世の中をひっくり返した「西郷どん」の特筆すべき合理性
「士気」で勝負する
プレゼンなどで、競合相手が大企業やブランド力の高い企業の場合、戦う前から「勝てるわけがない」と考えてしまう人は多いもの。
名前や肩書きに圧迫され、気力で負けてしまっているわけです。
そんなとき、歴史の勝者はどのように逆転の戦術を描いたのでしょうか?
江戸幕府という約260年続いた巨大勢力を倒し、世の中をひっくり返した維新の英傑の一人、西郷隆盛の例を見てみましょう。
西郷隆盛といえば、「西郷どん」の愛称が物語るように、温和でおおらかなイメージをもつ読者も多いかもしれません。
しかし、単に「いい人」であるだけなら、歴史を変えることなどできなかったでしょう。
戦術を操り、兵を動かすときの西郷隆盛は、徹底したリアリストでした。
兵の数や士気を見極め、現実的に彼我の戦力を見定めます。
本来の西郷は理数系に強く、物事を合理的に考える能力がありました。
島津の分家の篤姫が、藩主斉彬の養女として将軍家に輿入れした際には、西郷が花嫁道具の手配を任されるなど、数字に強い面があったのです。
彼の戦術がいかんなく発揮されたのが、1868年(慶応4年)正月に起きた「鳥羽・伏見の戦い」でした。
このとき、すでに政権を朝廷に返上したとはいえ、旧幕府の軍勢は1万5000の大軍を擁していました。
対する西郷率いる薩摩藩兵は、わずか3000です。

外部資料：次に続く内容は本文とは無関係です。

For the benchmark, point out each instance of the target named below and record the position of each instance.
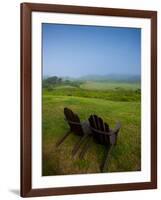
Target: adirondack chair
(102, 134)
(77, 127)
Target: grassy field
(113, 103)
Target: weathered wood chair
(102, 134)
(77, 127)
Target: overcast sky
(76, 50)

5分の1の兵で、立ち向かわねばならない状況でした。
兵力は1万5000対3000だが、士気は勝っている
このとき、長州藩はいまだ“朝敵”の立場にあり、京へ入ることができませんでした。
薩摩藩の実権を握る島津久光などは、「これは不味い」とすでに国許に逃げ帰っていました。

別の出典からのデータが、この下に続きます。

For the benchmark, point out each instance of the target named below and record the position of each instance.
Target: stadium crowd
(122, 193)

もし戦いに敗れた際は、「あれは西郷と大久保が独断で引き起こしたことだ」と弁明し、久光は二人を切腹させて事態を収めようと考えていたのです。
そんな中で、西郷は冷静に逆転勝利の方策を思案していました。
西郷の見立てでは、兵数のうえでは大きな差があるものの、両軍の士気を比べれば、むしろ薩摩藩の方が数段上と見ていました。

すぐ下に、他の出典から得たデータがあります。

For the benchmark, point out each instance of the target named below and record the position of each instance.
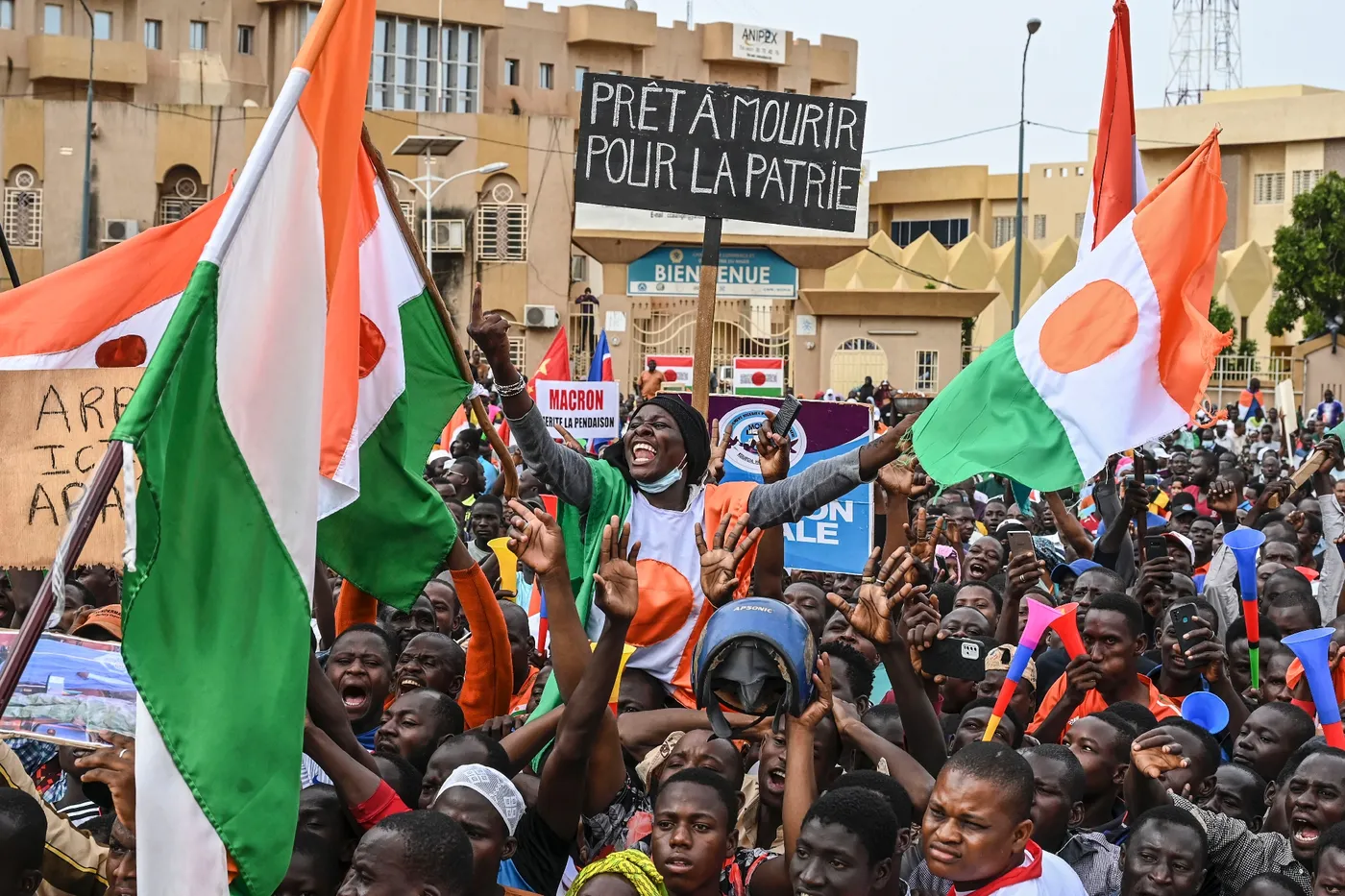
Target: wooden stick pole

旧幕府の兵士たちも、“薩長許すまじき”と燃えてはいましたが、開戦するのか和睦するのかを定めず、前将軍の徳川慶喜や会津藩主の松平容保、桑名藩主の松平定敬も、安全な大坂城にいて戦場には出てきていませんでした。
旧幕府軍の中途半端さを象徴していたのが、進軍中の大砲や銃でした。実弾を装填していなかったのです。
これから向かう先は京都であり、誤って流れ弾が朝廷に撃ち込まれれば一大事となります。“朝敵”とみなされたら大問題だ、とインテリの多い旧幕将たちは考えたのでした。